On Fri, Jul 8, 2016 at 7:09 AM, Steffen Nurpmeso <steffen(a)sdaoden.eu> wrote:
...and that actually makes me wonder why the engineers
that
created what became POSIX preferred slash instead
I can not speak for anyone else. But at the time when I was a part of
the /usr/group UNIX standards** mtgs I personally do not believe I had
ever heard of the term "solidus." Such a term maybe had been used in my
first form Latin classes from the 1960s, but by the 1980s I had long ago
forgotten any/all of my Latin. I certainly did not try to remember it as a
computer professional.
In those days many of us, including me, did (and still do) refer to the
asterisk as "splat" and the exclamation point as "bang" from the
sound
made by them when they printed yellow oiled paper @ 10 cps from the console
TTY. But slash was what we called the character that is now next to the
shift key on modern keyboards. I do not remember ever using, much less
needed to refer to, the character "back slash" until the unfortunate crap
that the folks in Redmond forced on the industry. Although interestingly
enough, the vertical bar or UNIX "pipe" symbol was used and discussed
freely in those days. I find it interesting that Redmond-ism became the
unshifted character, not the vertical bar by the shear force of economics
of the PC.
Clem
** For those that do not know (my apologies to those that do) the 1985
/usr/group standards committee was the forerunner to IEEE P1003. Which we
published as the first "official UNIX API standard agreed by the community"

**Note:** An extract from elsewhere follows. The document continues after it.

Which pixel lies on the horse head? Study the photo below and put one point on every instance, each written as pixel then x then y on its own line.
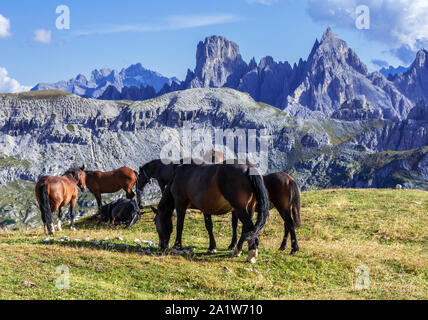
pixel 143 178
pixel 79 176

(I still have a hardcopy). But neither /usr/group nor USENIX had the
political authority to bring an official standard to FIPS, ANSI, ECMA, ISO
or like, while IEEE did. So a few months before the last meeting, Jim
Issak petitioned IEEE for standards status, and the last meeting of the
/usr/group UNIX standards meeting was very short -- about 10 minutes. We
voted to disband and then everyone in the room officially reformed a few
minutes later all signing in as IEEE P1003, later to be called POSIX. For
further historical note, I was a "founding member" of both groups and the
editor of a number of early drafts (numbers 5-11 IIRC), as well as the
primary author of the Tape Format and Terminal I/O sections of P1003.1.
With Keith Bostic, I would later be part of the P1003.2 and pen the
original PAX compromise. After that whole mess I was so disgusted with the
politics of the effort, I stopping going to the POSIX mtgs.
PPS While I did not work for them at the time, you can blame DEC for the
mess with the case/character sets in the POSIX & FIPS standards. A number
of the compromises in the standard documents were forced by VMS, 7-bit
(case insensitivity) being the prime one. While we did get in the
rational section of document that it was suggested/advised that systems
implementations and applications code be case insensitive and 8 bit clean
so that other character sets could be supported. However the DEC folks
were firmly against anything more than 7-bit ASCII and supporting anything
in that character set. My memory is that the IBM folks were silent at the
time and just let the DEC guys carry the torch for 1960's 7-bit US English.